Dans une zone contrôlée par le Viêt-cong près de My Tho, une clinique s’occupe des villageois © Abbas / Magnum Photos

« Les premiers GI’s que je découvre sont ceux qui sont revenus du Vietnam, meurtris dans leur chair. Eux aussi manifestent. Certains sont en chaise roulante. Des policiers arrêtent les manifestants et les photographient. L’Amérique vit sa période hippie. Les flower people jouent de la musique pour les policiers derrière la barrière métallique qui protège le hall de la convention. »

Condamné à l’exil pour son premier livre, Iran : la révolution confisquée, Abbas (1944-2018), membre de l’agence Magnum depuis 1985, a couvert nombre de conflits, voyageant beaucoup et s’intéressant aux spiritualités du vaste et sanguinaire monde.

En noir & blanc, bordées d’un cadre noir vintage, les photographies d’Abbas n’ont pas pris une ride : elles éclatent de présence sur la page.

Des manifestations, des soldats, des cris, des drames : la fureur est là, mais observée avec un grand calme intérieur, comme si la guerre était déjà loin, et que les soldats n’étaient qu’une parenthèse dans le cours du temps.

Un manifestant souriant joue du violon devant quelques policiers : la musique adoucit-elle les matraques ?

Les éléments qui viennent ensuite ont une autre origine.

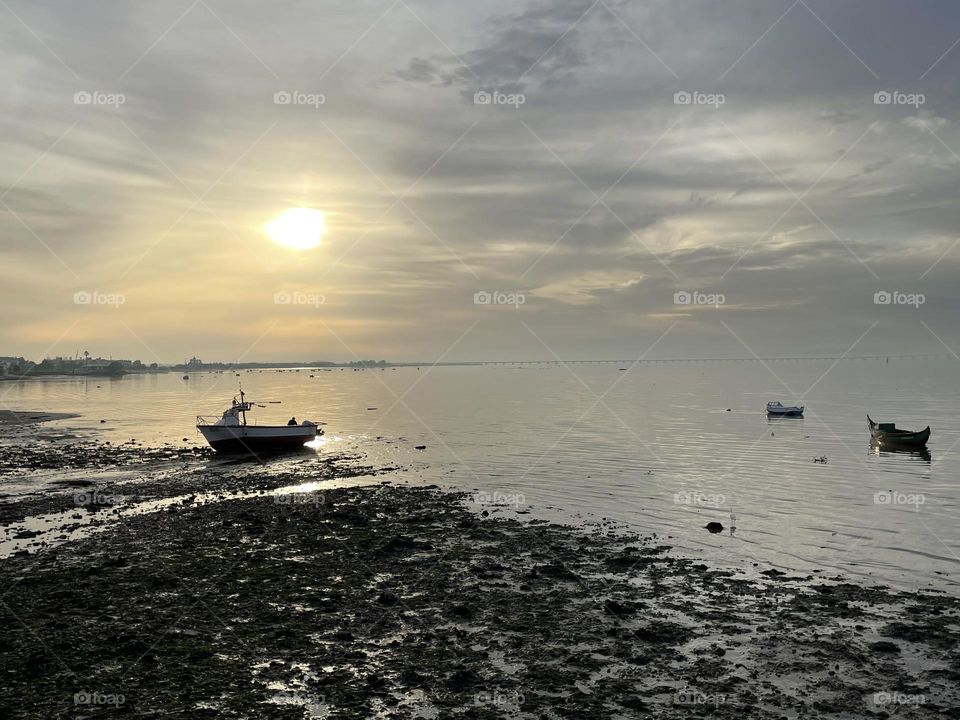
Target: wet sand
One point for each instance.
(397, 601)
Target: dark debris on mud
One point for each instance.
(399, 602)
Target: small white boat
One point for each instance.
(232, 433)
(777, 409)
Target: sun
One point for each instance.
(297, 228)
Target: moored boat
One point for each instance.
(889, 435)
(777, 409)
(232, 433)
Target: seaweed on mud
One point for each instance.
(397, 601)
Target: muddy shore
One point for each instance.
(398, 601)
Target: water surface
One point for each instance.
(663, 447)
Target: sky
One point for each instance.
(500, 180)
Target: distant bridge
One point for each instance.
(631, 361)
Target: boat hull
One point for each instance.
(903, 439)
(247, 438)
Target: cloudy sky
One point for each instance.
(777, 163)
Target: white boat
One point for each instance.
(232, 433)
(777, 409)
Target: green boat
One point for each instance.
(888, 435)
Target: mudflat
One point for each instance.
(399, 601)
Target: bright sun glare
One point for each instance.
(297, 228)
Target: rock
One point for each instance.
(462, 679)
(388, 598)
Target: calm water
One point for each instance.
(658, 450)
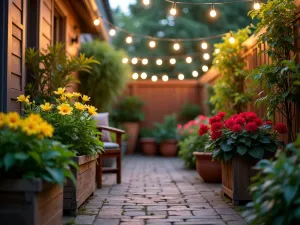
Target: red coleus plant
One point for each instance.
(245, 134)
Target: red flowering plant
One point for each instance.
(242, 134)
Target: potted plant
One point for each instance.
(165, 134)
(33, 169)
(129, 114)
(239, 142)
(148, 142)
(75, 126)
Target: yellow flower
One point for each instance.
(85, 98)
(92, 110)
(46, 129)
(46, 107)
(65, 109)
(79, 106)
(13, 120)
(60, 91)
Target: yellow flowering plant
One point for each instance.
(72, 119)
(26, 150)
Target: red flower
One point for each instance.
(215, 135)
(281, 128)
(251, 127)
(236, 128)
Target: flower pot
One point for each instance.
(30, 202)
(86, 184)
(208, 170)
(168, 148)
(132, 129)
(149, 146)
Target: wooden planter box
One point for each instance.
(86, 184)
(30, 202)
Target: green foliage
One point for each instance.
(167, 129)
(280, 80)
(231, 92)
(129, 110)
(106, 80)
(276, 190)
(189, 112)
(191, 144)
(53, 69)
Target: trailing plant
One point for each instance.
(27, 152)
(231, 92)
(72, 119)
(53, 68)
(280, 79)
(107, 80)
(276, 190)
(243, 134)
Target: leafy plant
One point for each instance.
(129, 110)
(53, 69)
(166, 130)
(26, 152)
(106, 80)
(231, 93)
(242, 134)
(280, 79)
(276, 190)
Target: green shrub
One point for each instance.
(106, 80)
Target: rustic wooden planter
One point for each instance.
(86, 184)
(30, 202)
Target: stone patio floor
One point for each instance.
(159, 191)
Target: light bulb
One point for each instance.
(135, 76)
(134, 61)
(172, 61)
(145, 61)
(143, 75)
(159, 62)
(204, 45)
(204, 68)
(195, 73)
(96, 22)
(112, 32)
(206, 56)
(181, 76)
(165, 78)
(189, 59)
(125, 60)
(129, 40)
(176, 46)
(154, 78)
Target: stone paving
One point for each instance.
(157, 191)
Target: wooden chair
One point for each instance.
(112, 150)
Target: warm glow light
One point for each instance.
(134, 61)
(96, 22)
(204, 68)
(143, 75)
(159, 62)
(154, 78)
(206, 56)
(189, 59)
(195, 73)
(172, 61)
(165, 78)
(129, 40)
(135, 76)
(145, 61)
(112, 32)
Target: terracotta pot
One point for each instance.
(132, 129)
(208, 170)
(168, 148)
(149, 146)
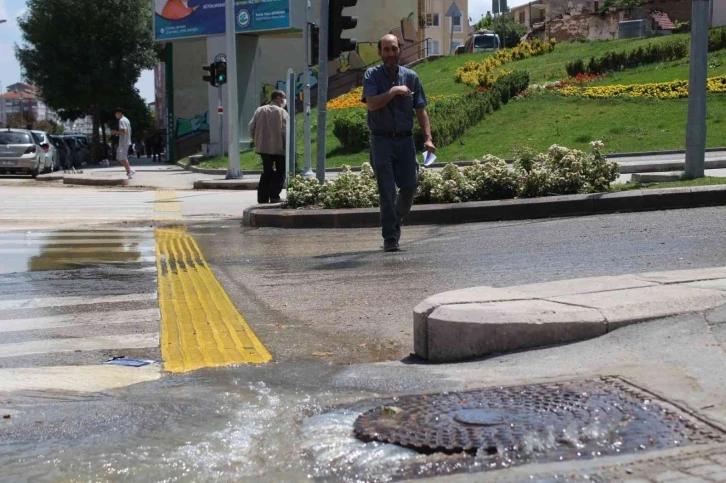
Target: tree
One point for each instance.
(82, 54)
(514, 30)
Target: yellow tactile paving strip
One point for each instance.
(200, 326)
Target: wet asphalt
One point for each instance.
(327, 304)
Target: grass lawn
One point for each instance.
(705, 181)
(624, 125)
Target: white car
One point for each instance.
(20, 152)
(52, 161)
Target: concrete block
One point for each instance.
(708, 195)
(683, 276)
(666, 198)
(89, 181)
(665, 177)
(463, 296)
(630, 306)
(623, 201)
(583, 285)
(457, 332)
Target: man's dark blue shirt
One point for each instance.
(397, 115)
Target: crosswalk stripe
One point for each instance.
(75, 319)
(130, 341)
(35, 303)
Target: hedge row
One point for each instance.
(667, 51)
(450, 117)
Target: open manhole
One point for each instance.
(540, 422)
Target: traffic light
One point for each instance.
(220, 73)
(314, 44)
(338, 22)
(212, 77)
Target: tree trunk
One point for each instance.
(97, 153)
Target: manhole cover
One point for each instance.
(560, 421)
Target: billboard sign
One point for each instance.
(181, 19)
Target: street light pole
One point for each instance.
(234, 171)
(696, 127)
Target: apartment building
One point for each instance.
(445, 33)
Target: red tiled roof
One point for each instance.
(663, 21)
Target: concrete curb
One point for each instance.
(226, 184)
(90, 181)
(500, 210)
(480, 321)
(58, 176)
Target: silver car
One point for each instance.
(52, 161)
(20, 152)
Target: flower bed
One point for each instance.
(482, 74)
(663, 90)
(557, 172)
(450, 117)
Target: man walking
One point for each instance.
(124, 141)
(392, 94)
(268, 130)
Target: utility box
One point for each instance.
(633, 29)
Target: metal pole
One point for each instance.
(322, 87)
(234, 171)
(307, 170)
(221, 125)
(696, 127)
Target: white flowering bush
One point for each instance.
(302, 192)
(558, 171)
(491, 179)
(349, 190)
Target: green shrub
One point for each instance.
(450, 117)
(351, 129)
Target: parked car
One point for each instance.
(81, 153)
(482, 41)
(20, 152)
(51, 153)
(65, 155)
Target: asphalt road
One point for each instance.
(335, 291)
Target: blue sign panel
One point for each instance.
(180, 19)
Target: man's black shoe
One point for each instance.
(391, 246)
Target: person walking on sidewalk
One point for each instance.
(268, 130)
(392, 93)
(124, 141)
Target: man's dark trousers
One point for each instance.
(271, 181)
(394, 162)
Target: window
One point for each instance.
(457, 23)
(432, 19)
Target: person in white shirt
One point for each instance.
(124, 141)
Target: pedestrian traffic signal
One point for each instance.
(212, 77)
(314, 44)
(338, 23)
(221, 73)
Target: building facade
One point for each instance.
(444, 33)
(21, 98)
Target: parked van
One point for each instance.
(482, 41)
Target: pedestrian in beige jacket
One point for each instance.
(268, 130)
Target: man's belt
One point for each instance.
(393, 135)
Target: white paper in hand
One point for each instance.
(429, 158)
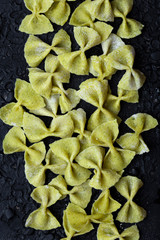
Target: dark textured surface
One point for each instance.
(15, 200)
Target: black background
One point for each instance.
(15, 201)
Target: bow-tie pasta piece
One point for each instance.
(99, 68)
(36, 23)
(123, 59)
(68, 100)
(15, 141)
(113, 102)
(103, 10)
(70, 232)
(67, 150)
(92, 158)
(95, 93)
(12, 113)
(105, 135)
(51, 108)
(42, 218)
(105, 203)
(36, 130)
(86, 13)
(44, 82)
(59, 12)
(79, 120)
(36, 50)
(112, 43)
(110, 232)
(76, 62)
(129, 28)
(130, 212)
(139, 123)
(78, 220)
(84, 16)
(79, 195)
(36, 172)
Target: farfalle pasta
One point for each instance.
(105, 135)
(42, 218)
(110, 232)
(76, 62)
(12, 113)
(95, 92)
(87, 156)
(36, 130)
(78, 220)
(79, 195)
(130, 212)
(129, 28)
(37, 23)
(105, 203)
(88, 11)
(36, 50)
(123, 59)
(113, 102)
(59, 12)
(66, 151)
(93, 158)
(36, 171)
(70, 232)
(45, 82)
(139, 123)
(79, 120)
(68, 100)
(99, 68)
(15, 141)
(51, 107)
(112, 43)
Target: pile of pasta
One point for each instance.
(85, 154)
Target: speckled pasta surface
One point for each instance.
(16, 205)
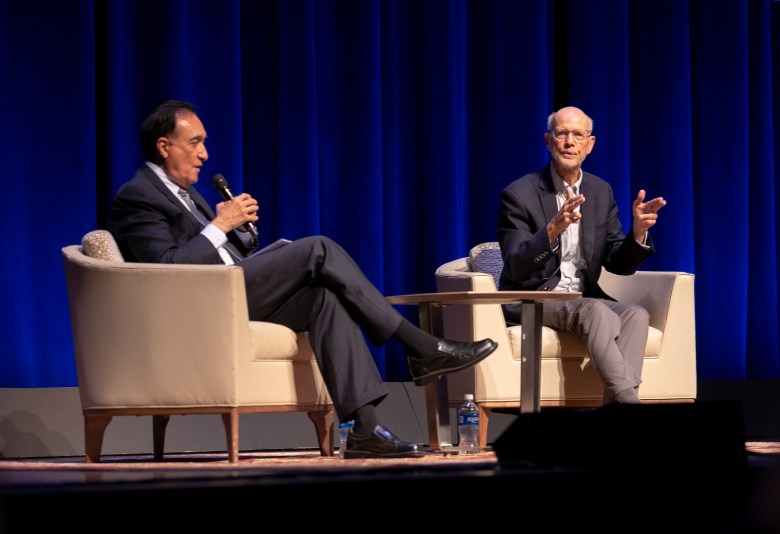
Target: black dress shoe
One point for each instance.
(450, 356)
(381, 443)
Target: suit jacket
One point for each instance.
(529, 203)
(151, 225)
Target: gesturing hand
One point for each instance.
(568, 214)
(645, 214)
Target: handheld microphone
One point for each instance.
(220, 184)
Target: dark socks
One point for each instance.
(365, 419)
(418, 344)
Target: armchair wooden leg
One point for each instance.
(484, 419)
(323, 423)
(230, 420)
(159, 424)
(94, 430)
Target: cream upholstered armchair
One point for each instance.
(161, 340)
(568, 378)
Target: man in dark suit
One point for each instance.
(557, 228)
(310, 284)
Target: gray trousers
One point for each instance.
(615, 334)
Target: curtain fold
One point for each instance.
(392, 127)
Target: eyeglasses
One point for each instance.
(579, 135)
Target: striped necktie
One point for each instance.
(228, 246)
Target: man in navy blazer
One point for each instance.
(310, 284)
(557, 228)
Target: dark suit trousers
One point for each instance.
(312, 285)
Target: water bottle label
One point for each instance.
(468, 419)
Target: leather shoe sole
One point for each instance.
(381, 443)
(450, 356)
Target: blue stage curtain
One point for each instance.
(392, 127)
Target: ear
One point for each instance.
(163, 147)
(591, 142)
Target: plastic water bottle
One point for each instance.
(468, 426)
(344, 429)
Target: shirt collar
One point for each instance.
(560, 185)
(164, 177)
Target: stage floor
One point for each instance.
(191, 490)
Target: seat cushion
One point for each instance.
(275, 342)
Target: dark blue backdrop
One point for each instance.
(392, 126)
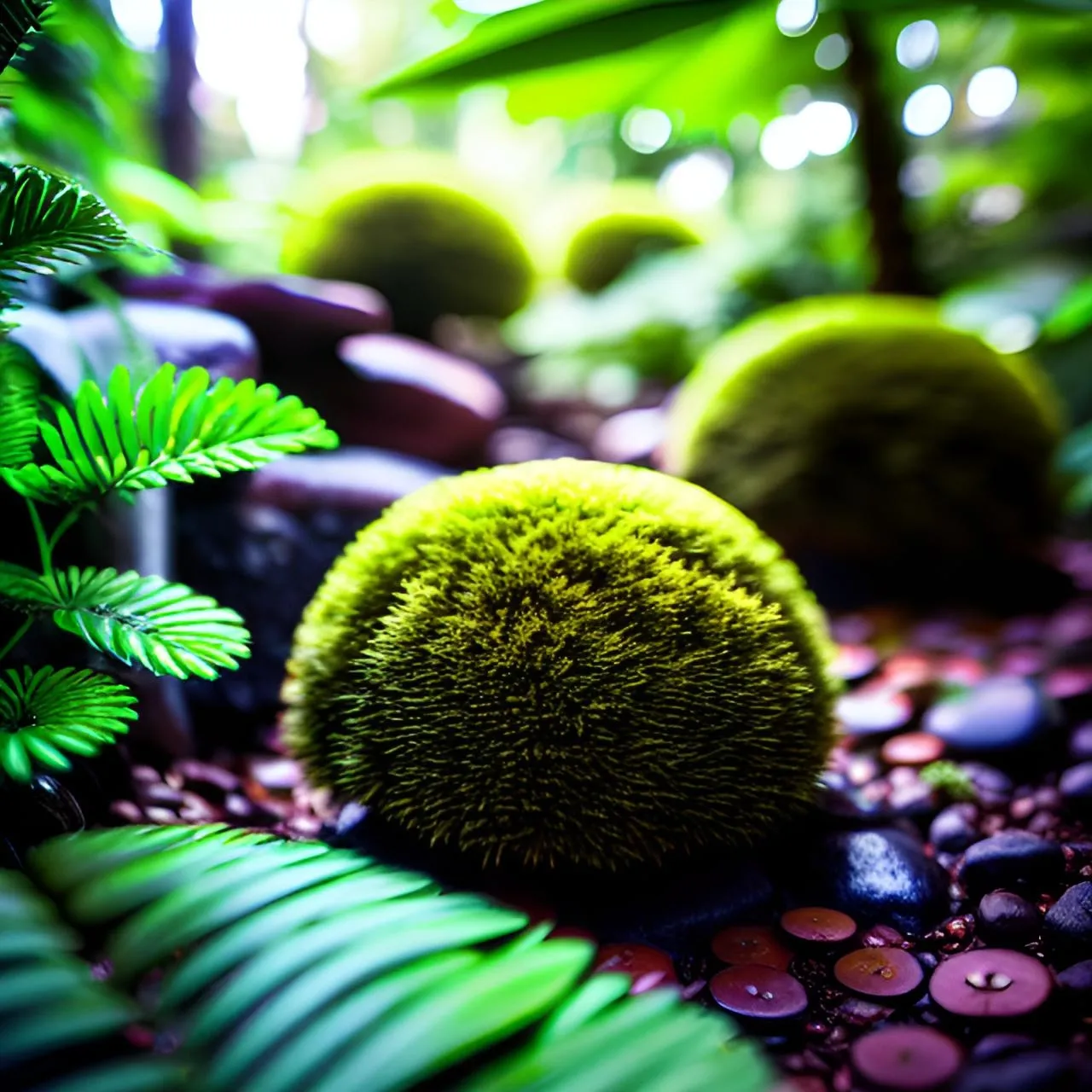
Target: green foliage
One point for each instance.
(46, 714)
(562, 32)
(565, 664)
(174, 432)
(295, 967)
(601, 252)
(46, 219)
(429, 249)
(19, 20)
(861, 427)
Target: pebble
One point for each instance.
(990, 982)
(1067, 928)
(998, 714)
(1016, 861)
(759, 993)
(1006, 921)
(907, 1058)
(880, 972)
(878, 876)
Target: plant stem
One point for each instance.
(880, 141)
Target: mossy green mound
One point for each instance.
(429, 249)
(565, 664)
(862, 427)
(601, 250)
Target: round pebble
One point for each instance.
(759, 991)
(990, 982)
(907, 1058)
(912, 748)
(880, 972)
(749, 946)
(818, 925)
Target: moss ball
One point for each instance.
(862, 427)
(564, 664)
(429, 249)
(601, 250)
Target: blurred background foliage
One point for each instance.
(798, 148)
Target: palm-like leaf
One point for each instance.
(165, 627)
(47, 219)
(48, 714)
(19, 404)
(19, 20)
(115, 441)
(293, 967)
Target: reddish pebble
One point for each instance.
(648, 967)
(990, 982)
(913, 748)
(759, 991)
(752, 944)
(818, 925)
(880, 972)
(907, 1058)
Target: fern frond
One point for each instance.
(297, 967)
(172, 432)
(19, 20)
(20, 385)
(48, 714)
(47, 219)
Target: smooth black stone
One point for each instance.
(878, 877)
(1067, 927)
(998, 714)
(954, 829)
(1034, 1072)
(1003, 920)
(1076, 788)
(1017, 861)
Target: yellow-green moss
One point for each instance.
(429, 249)
(601, 250)
(565, 664)
(863, 427)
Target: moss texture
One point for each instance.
(429, 249)
(601, 250)
(564, 664)
(862, 427)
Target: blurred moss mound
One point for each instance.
(864, 428)
(605, 248)
(430, 249)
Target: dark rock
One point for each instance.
(187, 336)
(361, 479)
(954, 829)
(876, 876)
(998, 714)
(1076, 788)
(416, 398)
(1007, 921)
(1014, 860)
(1067, 928)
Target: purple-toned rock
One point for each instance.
(416, 398)
(187, 336)
(362, 479)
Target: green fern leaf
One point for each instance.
(19, 404)
(19, 20)
(172, 432)
(47, 219)
(48, 714)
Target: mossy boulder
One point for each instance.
(605, 248)
(864, 428)
(565, 664)
(430, 249)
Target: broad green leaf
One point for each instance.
(118, 441)
(48, 714)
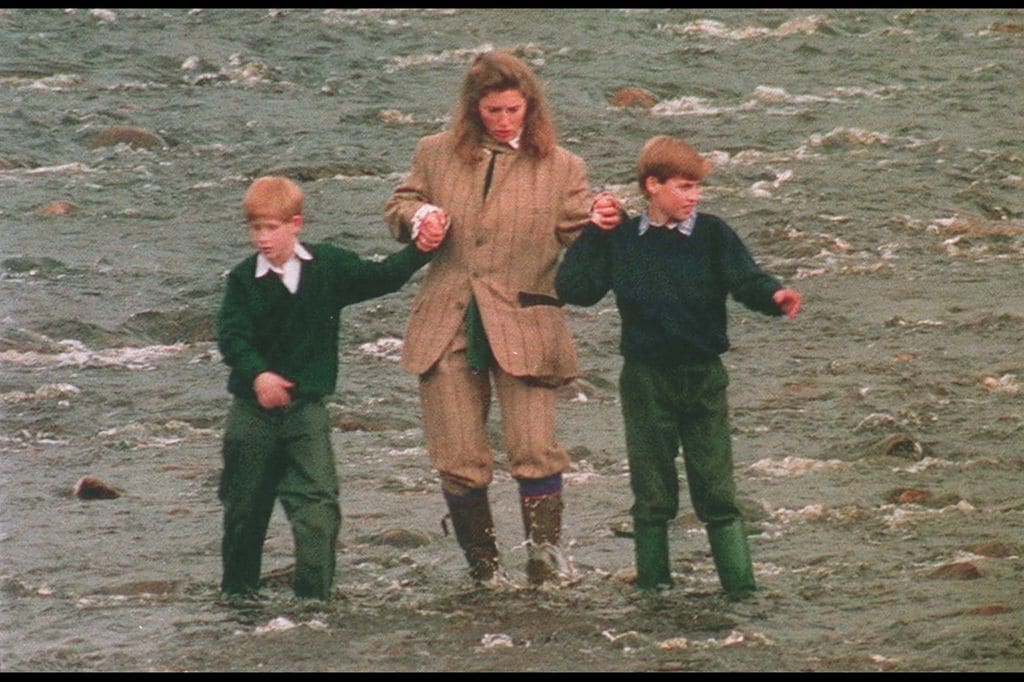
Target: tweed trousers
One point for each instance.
(456, 402)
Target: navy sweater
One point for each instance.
(670, 289)
(263, 327)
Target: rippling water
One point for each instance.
(870, 158)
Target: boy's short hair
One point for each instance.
(272, 196)
(664, 157)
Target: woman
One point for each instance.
(499, 200)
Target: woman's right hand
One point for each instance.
(432, 229)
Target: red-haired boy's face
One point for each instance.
(672, 200)
(274, 237)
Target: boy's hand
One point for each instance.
(787, 301)
(271, 390)
(605, 212)
(432, 230)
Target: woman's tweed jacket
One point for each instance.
(504, 250)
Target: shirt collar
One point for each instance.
(511, 145)
(290, 271)
(684, 227)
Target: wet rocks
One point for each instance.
(1007, 27)
(141, 588)
(137, 138)
(399, 539)
(994, 549)
(359, 423)
(957, 570)
(923, 497)
(90, 487)
(988, 609)
(632, 97)
(55, 209)
(901, 444)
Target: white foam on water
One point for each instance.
(714, 29)
(388, 348)
(76, 353)
(793, 467)
(901, 515)
(46, 392)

Passent quelques grands hérauts, Jerry Rubin, fondateur du mouvement radical des Yippies, le poète Allen Ginsberg, l’analyste et fonctionnaire Daniel Ellsberg « qui fit fuiter les Pentagon Papers, démontrant que la guerre était loin d’être gagnée au Vietnam, contrairement à ce qu’affirmaient les communiqués victorieux du gouvernement américain. »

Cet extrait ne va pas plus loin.